Advogado abre processo coletivo contra a TelexFree

O advogado Evans Carter iniciou o processo, somente para os residentes em Massachusetts, na Corte Superior de Middlesex

Um advogado da cidade de Framingham (Massachusetts) apresentou uma ação judicial conjunta contra os diretores da empresa TelexFree, com sede em Marlborough (MA), que está lutando na justiça contra as acusações governamentais de ser uma pirâmide.

Segundo as informações, na semana passada, ele iniciou o processo, somente para os residentes em Massachusetts, na Corte Superior de Middlesex, e já tem seis 6 clientes. “O objetivo é que mais pessoas possam nos procurar para buscar os seus direitos”, disse o advogado Evans Carter.

O advogado disse em uma entrevista ao jornal norte-americano MetroWest Daily News que busca “qualquer quantia necessária” para ressarcir os clientes que perderam dinheiro na TelexFree.

“Eu nunca inicio uma ação judicial sem ao menos ter a certeza de que recuperarei algo”, disse ele que ressalta que se trata de “uma ação difícil, pois o cliente tem que ir contra todos os indivíduos”.

O advogado explica que este processo inclui pelo menos uma dúzia de executivos  e os principais promotores, incluindo os coproprietários James Merrill e Carlos Wanzeler.

Paul Levenson, diretor do escritório do SEC em Boston (MA), detalhou que o bloqueio dos bens da TelexFree nos Estados Unidos pode beneficiar indiretamente os investidores, pois, se provarem que foram vítimas de fraude, o ressarcimento não dependerá do local de residência dos lesados. Enquanto o caso ainda está sendo investigado e decidido nos tribunais, o diretor aconselhou os investidores a deixarem de injetar dinheiro no negócio, suspeito de ser uma pirâmide financeira que movimentou ao menos US$ 674 milhões durante aproximadamente 2 anos. Apesar da divulgação do escândalo, a página eletrônica da TelexFree, fora do ar desde a tarde de terça-feira (15), apresentava postagens de apoio à empresa, como: “Vamos adiante, Telex, que a vitória vem da parte de Deus” e “A empresa vai voltar, vocês são bobos demais, meu Deuuuus”, segundo o site IG.

Apesar das especulações de que a empresa movimentou até US$ 674 milhões, os registros públicos revelam que foram bloqueados cerca de US$ 38 milhões e US$ 1 milhão que seriam transferidos para uma conta de investimento.

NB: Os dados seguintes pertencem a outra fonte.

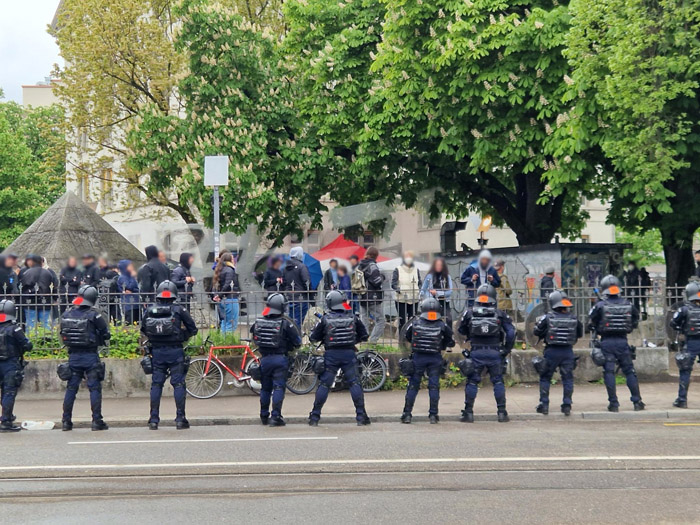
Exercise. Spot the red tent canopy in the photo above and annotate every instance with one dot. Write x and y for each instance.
(341, 248)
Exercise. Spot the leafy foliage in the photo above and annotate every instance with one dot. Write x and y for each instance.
(32, 165)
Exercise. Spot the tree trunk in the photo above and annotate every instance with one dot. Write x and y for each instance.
(678, 252)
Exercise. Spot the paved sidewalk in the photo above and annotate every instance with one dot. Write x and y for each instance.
(590, 402)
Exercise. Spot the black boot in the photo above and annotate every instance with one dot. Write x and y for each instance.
(99, 425)
(8, 426)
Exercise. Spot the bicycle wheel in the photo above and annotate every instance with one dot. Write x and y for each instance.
(201, 385)
(372, 371)
(302, 379)
(255, 386)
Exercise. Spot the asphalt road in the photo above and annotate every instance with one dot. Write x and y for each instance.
(524, 472)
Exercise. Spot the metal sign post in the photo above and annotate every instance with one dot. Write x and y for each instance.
(215, 176)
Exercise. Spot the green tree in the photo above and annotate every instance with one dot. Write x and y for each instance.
(239, 101)
(635, 90)
(453, 96)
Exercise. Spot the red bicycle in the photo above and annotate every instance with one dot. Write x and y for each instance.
(205, 377)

Levensou detalhou que o bloqueio se estende a qualquer pessoa acusada no caso, ou seja, 5 empresas do grupo TelexFree e 8 indivíduos. O processo de congelamento impede que os acusados tenham acesso aos ativos localizados nos EUA e exterior.

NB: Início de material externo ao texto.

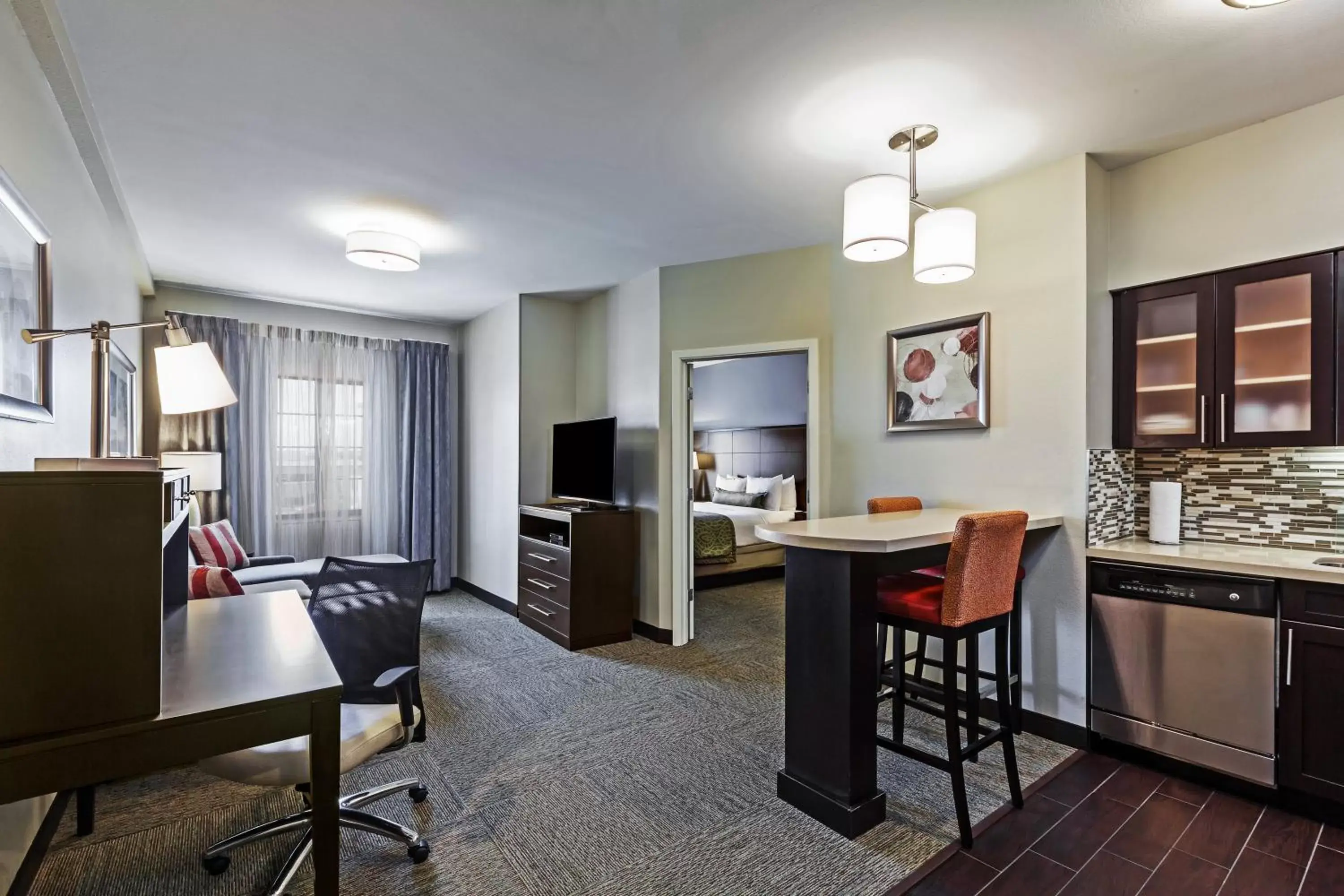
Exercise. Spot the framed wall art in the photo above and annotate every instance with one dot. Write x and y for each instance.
(939, 375)
(25, 304)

Segundo depoimentos prestados na Corte, caso: 1:14-cv-11858-DJC, em 16 de abril de 2014, a Comissão de Segurança e Câmbio (SEC) acionou judicialmente a TelexFree, Inc., TelexFree, LLC, James M. Merrill, Carlos N. Wanzeler, Steven M. Labriola, Joseph H. Craft, Sanderley Rodrigues de Vasconcelos, Santiago de La Rosa, Randy N. Crosby, Faith R. Sloan, TelexFree Financial, Inc., TelexElectric, LLC e Telex Mobile Holdings, Inc. Durante uma busca realizada no escritório da empresa em Marlborough (MA), um agente do escritório do xerife do Condado de Bristol encontrou Joseph H. Craft, chefe financeiro da TelexFree, entrando no local e pegando uma bolsa e um computador laptop. Craft disse que ser um “consultante” que ajudava a empresa a preparar o pedido de falência e que o laptop e a bolsa eram objetos pessoais. O agente disse a Craft que ele não poderia levar tais objetos, pois eles estavam sujeitos à investigação. Os agentes do Departamento de Segurança Interna (HSI) vasculharam e encontraram 10 cheques administrativos do Wells Fargo Bank, totalizando US$ 37.948.296. As cópias dos cheques foram anexadas ao processo.

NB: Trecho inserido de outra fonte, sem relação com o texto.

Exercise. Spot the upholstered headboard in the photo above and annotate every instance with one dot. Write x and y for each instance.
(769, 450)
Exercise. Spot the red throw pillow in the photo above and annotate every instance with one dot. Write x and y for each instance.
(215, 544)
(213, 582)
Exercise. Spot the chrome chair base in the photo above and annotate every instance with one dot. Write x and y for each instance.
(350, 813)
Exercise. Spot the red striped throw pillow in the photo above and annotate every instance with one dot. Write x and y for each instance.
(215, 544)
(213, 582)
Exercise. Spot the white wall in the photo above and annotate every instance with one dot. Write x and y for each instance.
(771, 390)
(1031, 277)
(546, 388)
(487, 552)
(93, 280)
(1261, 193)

Nove dos cheques administrativos tinham data de 11 de abril de 2014 em nome de James M. Merrill, ex-presidente e atual 50% proprietário da TelexFree. Cinco desses cheques estavam nominais a TelexFree, LLC, totalizando US$ 25.548.809, e um deles em nome de Kátia B. Wanzeler, supostamente esposa de Carlos Wanzeler, no valor de US$ 2.000.635. Um dos 10 cheques tinha data de 3 de abril de 2014 em nome de Carlos Wanzeler, ex-proprietário e tesoureiro da TelexFree, Inc., e coproprietário da TelexFree, LLC. Este cheque foi emitido em nome da TelexFree Dominicana SRL no valor de US$ 10.398.000.